Once I am out of bed, warming up is absolutely essential. Running right after waking up means that muscles are stiff, metabolism is slow and lung capacity is not what it would be if running later in the day. A study by a doctor from the Southern California Center for Sports Medicine even found that morning runners are at a greater risk for injury than people who typically run later in the day because of these factors.
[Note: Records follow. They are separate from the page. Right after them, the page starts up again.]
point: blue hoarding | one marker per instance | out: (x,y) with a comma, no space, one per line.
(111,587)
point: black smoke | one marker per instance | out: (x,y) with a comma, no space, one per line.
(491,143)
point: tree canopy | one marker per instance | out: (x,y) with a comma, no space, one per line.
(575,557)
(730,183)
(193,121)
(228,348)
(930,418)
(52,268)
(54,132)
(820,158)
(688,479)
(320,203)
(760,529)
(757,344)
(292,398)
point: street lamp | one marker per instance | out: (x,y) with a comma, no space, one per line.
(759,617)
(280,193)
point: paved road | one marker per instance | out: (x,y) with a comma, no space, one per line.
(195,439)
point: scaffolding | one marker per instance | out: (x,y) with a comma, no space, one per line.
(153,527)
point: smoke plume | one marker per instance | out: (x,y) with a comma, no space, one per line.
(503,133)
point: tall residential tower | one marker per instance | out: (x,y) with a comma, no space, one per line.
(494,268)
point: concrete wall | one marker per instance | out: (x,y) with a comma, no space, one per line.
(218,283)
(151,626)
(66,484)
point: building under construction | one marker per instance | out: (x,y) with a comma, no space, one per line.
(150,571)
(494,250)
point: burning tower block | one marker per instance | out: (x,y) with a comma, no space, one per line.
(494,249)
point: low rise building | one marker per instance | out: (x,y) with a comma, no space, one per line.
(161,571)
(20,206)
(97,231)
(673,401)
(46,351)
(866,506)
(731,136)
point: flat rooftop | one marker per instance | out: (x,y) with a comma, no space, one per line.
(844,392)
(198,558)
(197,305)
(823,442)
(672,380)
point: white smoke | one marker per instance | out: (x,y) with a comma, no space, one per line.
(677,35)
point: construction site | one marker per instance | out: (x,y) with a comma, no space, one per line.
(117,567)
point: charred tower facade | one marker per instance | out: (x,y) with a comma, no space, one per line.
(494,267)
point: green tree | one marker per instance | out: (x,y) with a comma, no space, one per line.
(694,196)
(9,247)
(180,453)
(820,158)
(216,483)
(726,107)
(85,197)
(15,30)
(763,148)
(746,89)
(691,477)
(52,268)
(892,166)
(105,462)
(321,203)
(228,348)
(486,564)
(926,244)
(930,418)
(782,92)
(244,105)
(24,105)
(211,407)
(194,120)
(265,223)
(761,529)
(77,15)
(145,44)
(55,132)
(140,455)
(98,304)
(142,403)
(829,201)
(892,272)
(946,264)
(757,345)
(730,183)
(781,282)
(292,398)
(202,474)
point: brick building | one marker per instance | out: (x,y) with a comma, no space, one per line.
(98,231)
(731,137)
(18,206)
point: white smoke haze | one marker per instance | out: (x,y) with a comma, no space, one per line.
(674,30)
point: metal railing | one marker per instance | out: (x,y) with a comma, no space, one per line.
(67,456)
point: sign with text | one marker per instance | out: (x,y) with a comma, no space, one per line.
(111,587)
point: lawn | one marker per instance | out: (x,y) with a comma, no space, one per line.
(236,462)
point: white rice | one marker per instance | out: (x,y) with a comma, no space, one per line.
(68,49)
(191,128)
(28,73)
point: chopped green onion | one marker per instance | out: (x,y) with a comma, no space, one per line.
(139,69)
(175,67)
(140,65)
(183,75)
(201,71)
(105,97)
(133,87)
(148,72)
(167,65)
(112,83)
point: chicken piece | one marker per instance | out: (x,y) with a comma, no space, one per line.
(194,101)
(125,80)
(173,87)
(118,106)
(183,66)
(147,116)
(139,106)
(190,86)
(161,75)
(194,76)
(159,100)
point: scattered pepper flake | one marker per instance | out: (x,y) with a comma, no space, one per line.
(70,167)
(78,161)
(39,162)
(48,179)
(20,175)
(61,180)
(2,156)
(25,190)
However, for me, the benefits outweigh the risks. Running in the morning has become an automatic part of my routine, and I am more consistent with these runs than I was when I tried to run in the afternoon instead. Getting an early start means there are fewer things demanding that same time. I am less likely to put it off in the morning than if I wait until the end of the day when I am tired and want to relax after class. Additionally, the sense of accomplishment I feel after finishing my daily mileage before most people are even awake motivates me throughout the day. The endorphins after running are often the boost I need to kick-start my day, setting me up for success later on. I am more likely to be productive, having already accomplished this task, than if I had just rolled out of bed in the morning.

My absolute favorite part of running in the morning, though, is the serenity I find at that time of day. While I had to sacrifice some of my routes in favor of those better illuminated and with less automobile traffic, it was completely worth it to me. When the road stretches out ahead of me with the moon above and not a single other person in sight, all of my other thoughts can fall away. I enjoy the quiet, which I mentally absorb as a buffer to the loud frenzy that can sometimes find its way into college life. The sun rising when I am making my way back home is just one final refreshing element that is often the quickest to put me in a good mood to start my day.

However, even with all of these factors to consider, the most important one is knowing that any exercise is better than none. The morning run has become a key part of my fitness regimen. That does not mean it is the best option for everyone, but I do think that everyone should consider making the switch.

Penelope Shirey is a senior journalism major from Birmingham, Ala.